I have grown strangely romantic since I have fallen
in love with Charlotte Halliday. The time was
when I should have felt nothing but a flippant ignorant
contempt for poor Haygarth’s feeble sighings
and lamentings; but now I think of him with a sorrowful
tenderness, and am more interested in his poor commonplace
life, that picture, and those two locks of hair, than
in the most powerful romance that ever emanated from
mortal genius. It has been truly said, that truth
is stranger than fiction: may it not as justly
be said, that truth has a power to touch the human
heart which is lacking in the most sublime flights
of a Shakespeare, or the grandest imaginings of an
Aeschylus? One is sorry for the fate of Agamemnon;
but one is infinitely more sorrowful for the cruel
death of that English Richard in the dungeon at Pomfret,
who was a very insignificant person as compared to
the king of men and of ships.
HUNTING THE JUDSONS.
Oct. 10th. Yesterday and the day before
were blank days. On Saturday I read Mrs. Rebecca’s
letters a second time after a late breakfast, and
spent a lazy morning in the endeavour to pick up any
stray crumbs of information which I might have overlooked
the previous night. There was nothing to be found,
however; and, estimable as I have always considered
the founder of the Wesleyan fraternity, I felt just
a little weary of his virtues and his discourses,
his journeyings from place to place, his love-feasts
and his prayer-meetings, before I had finished with
Mrs. Haygarth’s correspondence. In the afternoon
I strolled about the town; made inquiries at several
inns, with a view to discover whether Captain Paget
was peradventure an inmate thereof; looked in at the
railway-station, and watched the departure of a train;
dawdled away half an hour at the best tobacconist’s
shop in the town on the chance of encountering my
accomplished patron, who indulges in two of the choicest
obtainable cigars per diem, and might possibly repair
thither to make a purchase, if he were in the place.

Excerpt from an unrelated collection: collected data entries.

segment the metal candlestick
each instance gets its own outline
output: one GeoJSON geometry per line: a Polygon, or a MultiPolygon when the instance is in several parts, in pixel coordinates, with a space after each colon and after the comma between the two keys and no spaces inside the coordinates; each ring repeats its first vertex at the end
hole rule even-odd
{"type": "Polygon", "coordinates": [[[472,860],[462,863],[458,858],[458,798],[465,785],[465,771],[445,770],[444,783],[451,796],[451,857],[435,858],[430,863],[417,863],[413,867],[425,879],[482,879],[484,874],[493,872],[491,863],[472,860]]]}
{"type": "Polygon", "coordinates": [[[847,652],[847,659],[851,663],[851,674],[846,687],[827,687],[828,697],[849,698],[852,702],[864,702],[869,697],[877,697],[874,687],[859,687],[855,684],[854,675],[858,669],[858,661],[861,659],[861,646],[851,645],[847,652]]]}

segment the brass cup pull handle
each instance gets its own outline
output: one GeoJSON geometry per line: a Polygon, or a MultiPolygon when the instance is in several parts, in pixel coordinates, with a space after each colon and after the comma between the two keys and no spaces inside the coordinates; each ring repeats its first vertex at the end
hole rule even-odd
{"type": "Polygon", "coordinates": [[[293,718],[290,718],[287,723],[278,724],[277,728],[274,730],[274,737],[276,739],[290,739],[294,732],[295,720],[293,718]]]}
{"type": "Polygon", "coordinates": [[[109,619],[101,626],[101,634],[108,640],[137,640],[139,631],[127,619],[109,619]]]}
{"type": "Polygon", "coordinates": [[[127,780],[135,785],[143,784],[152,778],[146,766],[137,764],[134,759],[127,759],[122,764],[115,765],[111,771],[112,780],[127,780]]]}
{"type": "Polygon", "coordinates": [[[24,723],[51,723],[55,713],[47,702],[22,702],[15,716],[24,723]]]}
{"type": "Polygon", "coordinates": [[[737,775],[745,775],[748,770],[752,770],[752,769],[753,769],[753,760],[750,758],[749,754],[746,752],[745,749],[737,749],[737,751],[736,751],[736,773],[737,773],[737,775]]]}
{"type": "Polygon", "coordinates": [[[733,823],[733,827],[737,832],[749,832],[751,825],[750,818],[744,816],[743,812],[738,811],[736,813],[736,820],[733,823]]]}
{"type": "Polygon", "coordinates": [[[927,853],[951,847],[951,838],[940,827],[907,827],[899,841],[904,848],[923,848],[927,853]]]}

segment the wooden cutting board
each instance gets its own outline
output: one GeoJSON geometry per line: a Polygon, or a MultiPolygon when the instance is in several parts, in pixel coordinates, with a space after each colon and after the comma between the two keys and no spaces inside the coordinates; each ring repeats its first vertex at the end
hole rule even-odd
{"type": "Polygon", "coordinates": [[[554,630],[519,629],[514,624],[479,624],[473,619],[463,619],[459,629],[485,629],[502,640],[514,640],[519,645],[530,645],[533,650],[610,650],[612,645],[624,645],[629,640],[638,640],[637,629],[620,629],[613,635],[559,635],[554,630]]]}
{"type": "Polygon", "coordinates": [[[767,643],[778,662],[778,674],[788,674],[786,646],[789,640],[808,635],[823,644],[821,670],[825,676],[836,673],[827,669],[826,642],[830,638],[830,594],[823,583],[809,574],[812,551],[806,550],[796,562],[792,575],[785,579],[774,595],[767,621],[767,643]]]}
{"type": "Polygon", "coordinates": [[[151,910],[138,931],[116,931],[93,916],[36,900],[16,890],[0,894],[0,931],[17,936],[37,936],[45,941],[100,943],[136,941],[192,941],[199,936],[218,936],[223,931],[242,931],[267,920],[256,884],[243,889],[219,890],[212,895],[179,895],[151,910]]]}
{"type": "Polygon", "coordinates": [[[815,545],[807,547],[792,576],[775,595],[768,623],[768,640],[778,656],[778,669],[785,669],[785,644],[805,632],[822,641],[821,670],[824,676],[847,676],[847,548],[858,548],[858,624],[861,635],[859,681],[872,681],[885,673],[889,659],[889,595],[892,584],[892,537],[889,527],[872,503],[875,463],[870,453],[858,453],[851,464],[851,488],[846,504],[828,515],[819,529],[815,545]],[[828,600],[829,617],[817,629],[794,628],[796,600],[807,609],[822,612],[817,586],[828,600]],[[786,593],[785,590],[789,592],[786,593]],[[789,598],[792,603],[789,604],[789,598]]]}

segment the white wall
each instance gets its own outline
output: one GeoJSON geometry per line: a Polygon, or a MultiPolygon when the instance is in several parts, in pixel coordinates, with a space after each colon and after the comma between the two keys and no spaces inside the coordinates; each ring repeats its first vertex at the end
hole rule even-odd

Whether he is still in Ullerton or not I cannot tell;
but he did not come to the tobacconist’s; and
I was fain to go back to my inn, having wasted a day.
Yet I do not think that George Sheldon will have cause
to complain of me, since I have worked very closely
for my twenty shillings per week, and have devoted
myself to the business in hand with an amount of enthusiasm
which I did not think it possible for me to experience
—except for—
I went to church on Sunday morning, and was more devoutly
inclined than it has been my habit to feel; for although
a man who lives by his wits must not necessarily be
a heathen or an atheist, it is very difficult for
him to be anything like a Christian. Even my devotion
yesterday was not worth much, for my thoughts went
vagabondising off to Charlotte Halliday in the midst
of a very sensible practical sermon.